Hemley Boum, le rêve de tout pêcheur

Ce week-end, EnQuête, à travers la rubrique Quatrième de couverture, vous fait découvrir une écrivaine de talent : Hemley Boum.
Difficile de faire le tour des salons littéraires sans que son nom ne soit en tête d’affiche des aéropages et des pêcheurs de livres. Loin de nous l'idée de verser dans un quelconque néologisme, emprunter une métaphore n’est rien de moins qu’une redondance, un secret de polichinelle, car aucune figure de style n’est à la hauteur de cette brillante romancière.
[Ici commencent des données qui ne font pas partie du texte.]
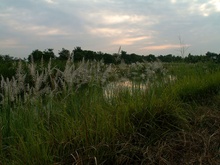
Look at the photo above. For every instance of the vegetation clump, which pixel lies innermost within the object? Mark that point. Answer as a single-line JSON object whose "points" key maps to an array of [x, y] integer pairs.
{"points": [[98, 112]]}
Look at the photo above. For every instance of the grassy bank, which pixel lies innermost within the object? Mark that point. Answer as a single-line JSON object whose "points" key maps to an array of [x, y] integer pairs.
{"points": [[174, 119]]}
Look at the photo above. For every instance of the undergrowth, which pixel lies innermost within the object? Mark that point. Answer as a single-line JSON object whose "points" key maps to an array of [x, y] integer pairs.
{"points": [[155, 117]]}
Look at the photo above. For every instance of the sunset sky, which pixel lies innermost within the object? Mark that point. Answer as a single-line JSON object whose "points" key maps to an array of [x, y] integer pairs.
{"points": [[138, 26]]}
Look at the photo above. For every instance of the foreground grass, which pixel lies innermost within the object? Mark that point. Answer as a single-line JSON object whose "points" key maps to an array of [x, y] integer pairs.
{"points": [[168, 123]]}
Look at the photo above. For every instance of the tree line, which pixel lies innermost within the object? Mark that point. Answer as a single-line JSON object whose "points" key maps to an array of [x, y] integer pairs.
{"points": [[78, 54]]}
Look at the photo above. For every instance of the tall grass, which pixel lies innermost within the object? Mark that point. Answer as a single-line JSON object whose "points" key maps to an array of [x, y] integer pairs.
{"points": [[49, 116]]}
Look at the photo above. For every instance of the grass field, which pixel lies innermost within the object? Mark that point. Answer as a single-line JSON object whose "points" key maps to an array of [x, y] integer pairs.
{"points": [[92, 113]]}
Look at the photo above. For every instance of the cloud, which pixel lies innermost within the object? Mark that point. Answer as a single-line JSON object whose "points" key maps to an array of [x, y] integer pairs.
{"points": [[129, 41], [107, 24]]}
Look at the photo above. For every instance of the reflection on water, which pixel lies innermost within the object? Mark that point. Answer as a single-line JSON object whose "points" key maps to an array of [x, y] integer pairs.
{"points": [[114, 88]]}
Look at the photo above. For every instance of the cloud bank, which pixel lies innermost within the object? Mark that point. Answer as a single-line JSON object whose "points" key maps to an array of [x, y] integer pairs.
{"points": [[138, 26]]}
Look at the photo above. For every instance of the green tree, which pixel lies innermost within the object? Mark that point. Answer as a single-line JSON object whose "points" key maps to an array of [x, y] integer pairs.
{"points": [[64, 54]]}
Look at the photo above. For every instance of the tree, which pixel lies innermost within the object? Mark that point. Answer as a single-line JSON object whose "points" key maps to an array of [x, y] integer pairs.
{"points": [[37, 55], [48, 54], [64, 54]]}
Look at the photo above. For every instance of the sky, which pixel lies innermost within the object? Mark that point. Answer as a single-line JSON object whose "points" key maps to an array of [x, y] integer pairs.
{"points": [[143, 27]]}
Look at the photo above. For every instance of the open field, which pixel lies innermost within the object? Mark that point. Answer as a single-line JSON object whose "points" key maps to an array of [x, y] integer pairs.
{"points": [[94, 113]]}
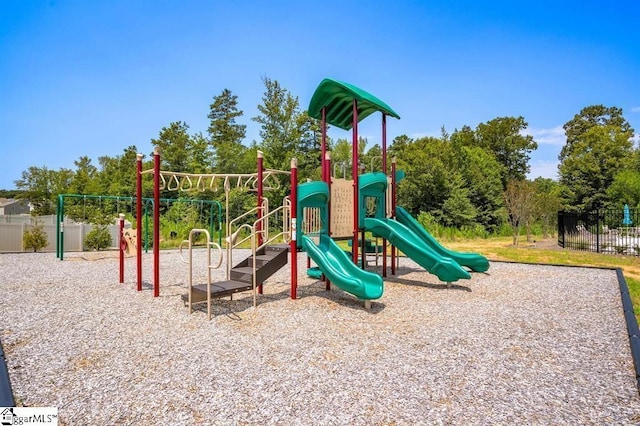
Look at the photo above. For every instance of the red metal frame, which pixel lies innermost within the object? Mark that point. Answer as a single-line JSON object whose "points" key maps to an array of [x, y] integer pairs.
{"points": [[260, 198], [139, 221], [355, 171], [293, 245], [121, 223], [324, 172], [327, 283], [393, 211], [384, 170], [260, 194], [156, 222]]}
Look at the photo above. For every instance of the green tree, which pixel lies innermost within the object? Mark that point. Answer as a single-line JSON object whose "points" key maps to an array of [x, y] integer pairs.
{"points": [[596, 157], [426, 163], [179, 150], [588, 117], [341, 158], [519, 198], [85, 178], [35, 238], [481, 172], [547, 204], [457, 209], [503, 137], [117, 175], [625, 189], [225, 133], [282, 125], [41, 187]]}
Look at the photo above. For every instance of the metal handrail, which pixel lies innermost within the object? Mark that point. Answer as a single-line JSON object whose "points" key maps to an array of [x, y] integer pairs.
{"points": [[210, 244]]}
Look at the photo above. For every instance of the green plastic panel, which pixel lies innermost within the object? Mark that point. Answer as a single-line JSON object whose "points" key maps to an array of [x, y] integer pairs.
{"points": [[338, 97]]}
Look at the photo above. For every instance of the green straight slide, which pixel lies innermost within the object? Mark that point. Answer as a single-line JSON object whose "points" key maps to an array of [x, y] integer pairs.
{"points": [[473, 261], [340, 269], [445, 268]]}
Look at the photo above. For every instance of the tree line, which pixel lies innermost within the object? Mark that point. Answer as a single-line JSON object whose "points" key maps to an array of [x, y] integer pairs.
{"points": [[472, 179]]}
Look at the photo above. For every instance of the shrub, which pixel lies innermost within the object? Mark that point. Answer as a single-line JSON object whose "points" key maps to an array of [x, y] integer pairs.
{"points": [[35, 238], [98, 238], [620, 249]]}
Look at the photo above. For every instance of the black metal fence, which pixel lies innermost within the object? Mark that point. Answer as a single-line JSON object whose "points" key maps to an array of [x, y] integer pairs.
{"points": [[602, 231]]}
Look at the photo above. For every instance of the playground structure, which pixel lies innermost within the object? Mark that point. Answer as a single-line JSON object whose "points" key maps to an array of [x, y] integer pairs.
{"points": [[214, 214], [329, 210]]}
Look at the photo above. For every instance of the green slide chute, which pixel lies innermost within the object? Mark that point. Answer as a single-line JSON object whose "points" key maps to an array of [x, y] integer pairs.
{"points": [[340, 269], [445, 268], [473, 261]]}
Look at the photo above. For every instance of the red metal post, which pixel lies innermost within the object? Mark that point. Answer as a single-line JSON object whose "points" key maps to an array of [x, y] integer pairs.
{"points": [[323, 146], [139, 221], [260, 213], [156, 222], [384, 170], [327, 283], [123, 245], [260, 194], [393, 211], [293, 245], [354, 172]]}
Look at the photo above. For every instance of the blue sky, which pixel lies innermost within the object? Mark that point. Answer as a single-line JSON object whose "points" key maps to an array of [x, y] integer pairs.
{"points": [[81, 77]]}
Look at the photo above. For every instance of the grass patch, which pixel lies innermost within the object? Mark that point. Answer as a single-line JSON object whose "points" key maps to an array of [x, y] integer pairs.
{"points": [[549, 252]]}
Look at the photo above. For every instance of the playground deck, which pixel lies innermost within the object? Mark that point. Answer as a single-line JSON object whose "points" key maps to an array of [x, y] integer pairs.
{"points": [[523, 344]]}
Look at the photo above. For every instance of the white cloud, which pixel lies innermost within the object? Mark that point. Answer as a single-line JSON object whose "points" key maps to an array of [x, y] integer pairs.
{"points": [[552, 136], [545, 169]]}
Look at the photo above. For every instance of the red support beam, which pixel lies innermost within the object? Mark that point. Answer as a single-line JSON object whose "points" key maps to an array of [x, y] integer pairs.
{"points": [[324, 171], [393, 211], [384, 170], [122, 245], [293, 247], [156, 222], [139, 221], [260, 212], [355, 171], [327, 283]]}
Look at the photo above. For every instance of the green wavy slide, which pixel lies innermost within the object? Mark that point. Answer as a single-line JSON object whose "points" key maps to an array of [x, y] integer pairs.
{"points": [[340, 269], [473, 261], [445, 268]]}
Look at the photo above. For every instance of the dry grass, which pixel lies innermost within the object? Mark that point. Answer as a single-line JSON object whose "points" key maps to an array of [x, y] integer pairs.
{"points": [[548, 252]]}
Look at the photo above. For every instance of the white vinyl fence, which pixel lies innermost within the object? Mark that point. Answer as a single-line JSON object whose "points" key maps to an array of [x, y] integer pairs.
{"points": [[12, 229]]}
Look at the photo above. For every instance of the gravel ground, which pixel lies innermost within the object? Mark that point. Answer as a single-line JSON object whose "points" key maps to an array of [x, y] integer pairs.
{"points": [[522, 344]]}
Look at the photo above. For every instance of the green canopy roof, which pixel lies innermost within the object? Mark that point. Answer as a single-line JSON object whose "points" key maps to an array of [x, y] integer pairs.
{"points": [[338, 97]]}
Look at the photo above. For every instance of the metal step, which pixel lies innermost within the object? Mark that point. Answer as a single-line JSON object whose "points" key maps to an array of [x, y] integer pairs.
{"points": [[218, 289], [274, 257]]}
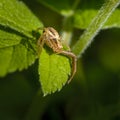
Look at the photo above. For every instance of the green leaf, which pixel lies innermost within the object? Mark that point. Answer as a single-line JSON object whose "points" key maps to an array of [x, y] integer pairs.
{"points": [[17, 43], [15, 15], [95, 26], [63, 7], [81, 19], [54, 70]]}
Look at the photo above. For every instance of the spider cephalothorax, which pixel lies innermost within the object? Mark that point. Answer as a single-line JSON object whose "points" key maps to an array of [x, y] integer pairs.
{"points": [[51, 38]]}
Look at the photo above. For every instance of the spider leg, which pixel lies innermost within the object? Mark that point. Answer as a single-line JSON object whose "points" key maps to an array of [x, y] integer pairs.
{"points": [[74, 61]]}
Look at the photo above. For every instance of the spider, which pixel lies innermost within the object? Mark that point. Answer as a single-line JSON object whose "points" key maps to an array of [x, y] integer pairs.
{"points": [[51, 38]]}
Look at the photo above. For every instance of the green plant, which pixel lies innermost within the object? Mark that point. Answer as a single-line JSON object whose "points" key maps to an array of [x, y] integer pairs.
{"points": [[19, 35]]}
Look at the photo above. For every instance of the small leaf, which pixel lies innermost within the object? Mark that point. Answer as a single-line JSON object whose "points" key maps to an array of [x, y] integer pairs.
{"points": [[54, 70], [17, 43]]}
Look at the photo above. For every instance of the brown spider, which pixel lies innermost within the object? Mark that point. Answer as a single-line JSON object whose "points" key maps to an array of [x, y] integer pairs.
{"points": [[51, 38]]}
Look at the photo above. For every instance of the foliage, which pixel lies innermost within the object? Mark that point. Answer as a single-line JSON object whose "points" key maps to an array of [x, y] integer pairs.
{"points": [[94, 93]]}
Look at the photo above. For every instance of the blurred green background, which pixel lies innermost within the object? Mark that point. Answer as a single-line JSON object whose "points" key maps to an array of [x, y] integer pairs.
{"points": [[94, 94]]}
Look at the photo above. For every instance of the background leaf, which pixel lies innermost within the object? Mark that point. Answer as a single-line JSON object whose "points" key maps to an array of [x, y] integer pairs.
{"points": [[81, 19], [54, 71], [17, 43], [63, 7], [81, 10]]}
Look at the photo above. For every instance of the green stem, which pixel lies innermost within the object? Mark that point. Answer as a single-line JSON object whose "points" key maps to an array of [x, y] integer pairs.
{"points": [[95, 26], [67, 30]]}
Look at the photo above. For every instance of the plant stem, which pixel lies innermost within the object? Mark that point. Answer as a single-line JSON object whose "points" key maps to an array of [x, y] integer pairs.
{"points": [[95, 26]]}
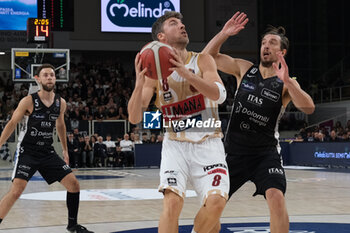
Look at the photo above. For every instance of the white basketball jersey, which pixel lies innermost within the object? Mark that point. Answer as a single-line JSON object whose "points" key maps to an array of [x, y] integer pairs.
{"points": [[188, 115]]}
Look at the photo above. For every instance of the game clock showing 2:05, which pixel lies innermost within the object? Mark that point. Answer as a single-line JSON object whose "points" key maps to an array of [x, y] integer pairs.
{"points": [[38, 30]]}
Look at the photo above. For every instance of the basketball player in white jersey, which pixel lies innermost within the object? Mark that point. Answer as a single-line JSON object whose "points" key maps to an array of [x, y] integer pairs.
{"points": [[188, 154], [42, 111]]}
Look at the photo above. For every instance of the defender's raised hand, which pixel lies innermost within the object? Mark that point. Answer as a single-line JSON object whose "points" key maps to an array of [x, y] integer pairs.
{"points": [[234, 25], [281, 72]]}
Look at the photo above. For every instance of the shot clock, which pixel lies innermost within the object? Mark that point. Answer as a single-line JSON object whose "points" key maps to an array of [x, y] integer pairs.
{"points": [[38, 30]]}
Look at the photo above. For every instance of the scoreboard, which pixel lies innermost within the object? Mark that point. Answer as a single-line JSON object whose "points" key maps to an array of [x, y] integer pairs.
{"points": [[38, 30]]}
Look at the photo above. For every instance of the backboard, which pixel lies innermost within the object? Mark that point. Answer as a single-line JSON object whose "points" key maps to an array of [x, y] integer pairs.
{"points": [[25, 61]]}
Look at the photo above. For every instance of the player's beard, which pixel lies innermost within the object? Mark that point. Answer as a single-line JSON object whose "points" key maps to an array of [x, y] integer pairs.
{"points": [[47, 88]]}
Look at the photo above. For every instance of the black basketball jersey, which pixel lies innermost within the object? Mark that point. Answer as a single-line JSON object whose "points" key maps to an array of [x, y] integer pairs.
{"points": [[256, 112], [37, 133]]}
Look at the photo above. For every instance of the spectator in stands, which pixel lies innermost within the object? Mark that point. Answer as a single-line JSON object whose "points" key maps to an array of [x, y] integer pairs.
{"points": [[319, 137], [159, 138], [100, 114], [76, 133], [145, 139], [87, 152], [111, 104], [127, 149], [137, 139], [100, 151], [86, 114], [132, 136], [75, 114], [111, 150], [310, 136], [73, 151], [298, 138], [333, 137], [153, 139]]}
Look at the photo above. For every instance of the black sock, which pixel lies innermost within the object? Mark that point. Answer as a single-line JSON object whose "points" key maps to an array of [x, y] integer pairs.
{"points": [[73, 206]]}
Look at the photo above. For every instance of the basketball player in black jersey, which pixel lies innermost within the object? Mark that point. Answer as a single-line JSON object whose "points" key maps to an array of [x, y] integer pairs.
{"points": [[263, 92], [42, 111]]}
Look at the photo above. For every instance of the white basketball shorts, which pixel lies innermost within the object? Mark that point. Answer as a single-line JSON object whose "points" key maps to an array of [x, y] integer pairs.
{"points": [[202, 164]]}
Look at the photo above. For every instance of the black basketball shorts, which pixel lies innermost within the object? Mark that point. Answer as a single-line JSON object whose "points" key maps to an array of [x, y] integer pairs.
{"points": [[264, 170], [51, 167]]}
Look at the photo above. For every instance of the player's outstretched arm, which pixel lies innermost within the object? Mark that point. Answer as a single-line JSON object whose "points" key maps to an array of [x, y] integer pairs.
{"points": [[224, 62], [24, 106], [300, 98], [62, 132], [142, 94], [206, 84]]}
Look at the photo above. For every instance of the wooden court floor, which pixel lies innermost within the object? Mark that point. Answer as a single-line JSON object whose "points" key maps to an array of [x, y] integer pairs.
{"points": [[312, 195]]}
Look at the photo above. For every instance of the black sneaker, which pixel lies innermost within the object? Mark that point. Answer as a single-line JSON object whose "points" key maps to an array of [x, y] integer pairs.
{"points": [[78, 229]]}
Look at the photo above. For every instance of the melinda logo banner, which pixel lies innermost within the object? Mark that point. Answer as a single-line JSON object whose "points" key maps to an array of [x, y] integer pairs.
{"points": [[133, 15]]}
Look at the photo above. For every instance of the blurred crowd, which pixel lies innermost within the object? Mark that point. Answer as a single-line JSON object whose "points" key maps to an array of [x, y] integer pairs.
{"points": [[335, 133], [97, 151]]}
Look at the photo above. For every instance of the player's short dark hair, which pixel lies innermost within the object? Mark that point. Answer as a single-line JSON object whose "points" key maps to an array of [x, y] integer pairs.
{"points": [[279, 31], [157, 26], [43, 66]]}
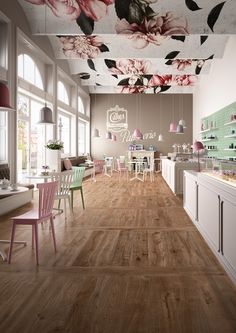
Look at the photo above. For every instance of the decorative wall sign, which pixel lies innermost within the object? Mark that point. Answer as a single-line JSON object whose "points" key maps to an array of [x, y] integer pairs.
{"points": [[129, 137], [117, 119]]}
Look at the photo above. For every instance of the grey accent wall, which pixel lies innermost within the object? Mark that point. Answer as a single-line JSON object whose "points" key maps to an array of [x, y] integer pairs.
{"points": [[150, 113]]}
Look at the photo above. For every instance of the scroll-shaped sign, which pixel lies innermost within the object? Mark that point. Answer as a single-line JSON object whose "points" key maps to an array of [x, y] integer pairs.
{"points": [[117, 119]]}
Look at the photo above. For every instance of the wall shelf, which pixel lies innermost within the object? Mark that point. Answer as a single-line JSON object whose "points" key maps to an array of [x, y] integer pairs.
{"points": [[209, 129], [230, 123], [203, 140]]}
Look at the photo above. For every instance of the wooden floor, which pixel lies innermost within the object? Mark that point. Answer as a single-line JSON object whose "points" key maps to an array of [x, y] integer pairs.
{"points": [[132, 262]]}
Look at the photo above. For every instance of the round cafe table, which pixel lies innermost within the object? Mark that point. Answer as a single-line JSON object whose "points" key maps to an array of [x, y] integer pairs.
{"points": [[137, 168], [9, 191]]}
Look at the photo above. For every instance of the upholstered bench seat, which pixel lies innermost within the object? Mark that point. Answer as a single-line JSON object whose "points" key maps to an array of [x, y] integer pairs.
{"points": [[11, 202]]}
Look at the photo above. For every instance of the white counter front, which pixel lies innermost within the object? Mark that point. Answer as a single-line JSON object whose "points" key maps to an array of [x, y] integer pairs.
{"points": [[172, 172], [211, 204]]}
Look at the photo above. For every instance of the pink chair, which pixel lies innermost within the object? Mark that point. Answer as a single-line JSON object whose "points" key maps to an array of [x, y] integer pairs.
{"points": [[121, 168], [35, 216], [98, 166]]}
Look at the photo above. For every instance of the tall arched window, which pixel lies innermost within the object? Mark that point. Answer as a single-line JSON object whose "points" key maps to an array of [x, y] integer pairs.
{"points": [[62, 93], [28, 70]]}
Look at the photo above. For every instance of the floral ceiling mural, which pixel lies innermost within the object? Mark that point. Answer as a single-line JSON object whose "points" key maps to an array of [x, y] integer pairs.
{"points": [[149, 46]]}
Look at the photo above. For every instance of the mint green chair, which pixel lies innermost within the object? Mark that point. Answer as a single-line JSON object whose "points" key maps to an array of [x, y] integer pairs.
{"points": [[78, 174]]}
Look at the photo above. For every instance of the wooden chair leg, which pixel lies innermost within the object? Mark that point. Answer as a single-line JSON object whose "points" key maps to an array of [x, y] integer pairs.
{"points": [[53, 234], [69, 200], [65, 208], [12, 240], [82, 197], [33, 232], [36, 243], [72, 199]]}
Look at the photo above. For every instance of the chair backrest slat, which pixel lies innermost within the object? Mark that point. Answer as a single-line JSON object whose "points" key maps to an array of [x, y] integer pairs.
{"points": [[78, 175], [64, 180], [47, 193]]}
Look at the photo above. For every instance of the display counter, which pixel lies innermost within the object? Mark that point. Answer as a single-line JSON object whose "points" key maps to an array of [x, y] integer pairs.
{"points": [[211, 204]]}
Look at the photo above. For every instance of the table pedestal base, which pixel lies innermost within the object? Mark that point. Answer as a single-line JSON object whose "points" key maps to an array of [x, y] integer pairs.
{"points": [[3, 253]]}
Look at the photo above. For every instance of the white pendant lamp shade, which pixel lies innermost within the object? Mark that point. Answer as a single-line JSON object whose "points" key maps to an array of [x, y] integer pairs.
{"points": [[137, 134], [179, 129], [46, 116], [108, 136], [4, 98], [173, 127], [182, 123], [96, 133]]}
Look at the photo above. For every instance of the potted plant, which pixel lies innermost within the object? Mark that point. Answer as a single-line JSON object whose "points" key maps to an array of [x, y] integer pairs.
{"points": [[53, 154]]}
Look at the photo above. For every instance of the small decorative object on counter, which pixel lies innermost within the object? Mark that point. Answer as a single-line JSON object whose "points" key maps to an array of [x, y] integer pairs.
{"points": [[45, 171], [4, 184], [55, 145]]}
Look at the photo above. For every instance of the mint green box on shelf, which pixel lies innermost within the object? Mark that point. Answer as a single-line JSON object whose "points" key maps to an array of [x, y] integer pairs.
{"points": [[218, 133]]}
Née et ayant grandi à Douala, au Cameroun, en 1973, Hemley Boum est une romancière d’expression française qui ne cesse de glaner des succès depuis la parution de son premier roman, Le Clan des femmes, en 2010, publié chez L’Harmattan. Huit ouvrages au total, lus et appréciés dans le monde entier, dont nous ne citerons que quelques-uns : Si d’aimer en 2012 aux éditions La Cheminante, Les Maquisards en 2015 aux éditions La Cheminante, Les jours viennent et passent en 2019 aux éditions Gallimard, et Le rêve du pêcheur en 2024 aux éditions Gallimard. Ce dernier, récemment paru, vient de bouleverser les codes par son originalité et son allant sans commune mesure. Le rêve du pêcheur couronne un succès subliminal et sonne comme une véritable révolution du roman, les jurys ayant déjà exprimé leur étonnement. Cependant, rien n’est surprenant avec Hemley Boum. Remportant le Grand Prix Afrique 2025 et le Prix des 5 continents de la Francophonie, Le rêve du pêcheur est une histoire de famille, de lignée, entrelacée à l’épreuve de la domination du capitalisme et de ses ravages.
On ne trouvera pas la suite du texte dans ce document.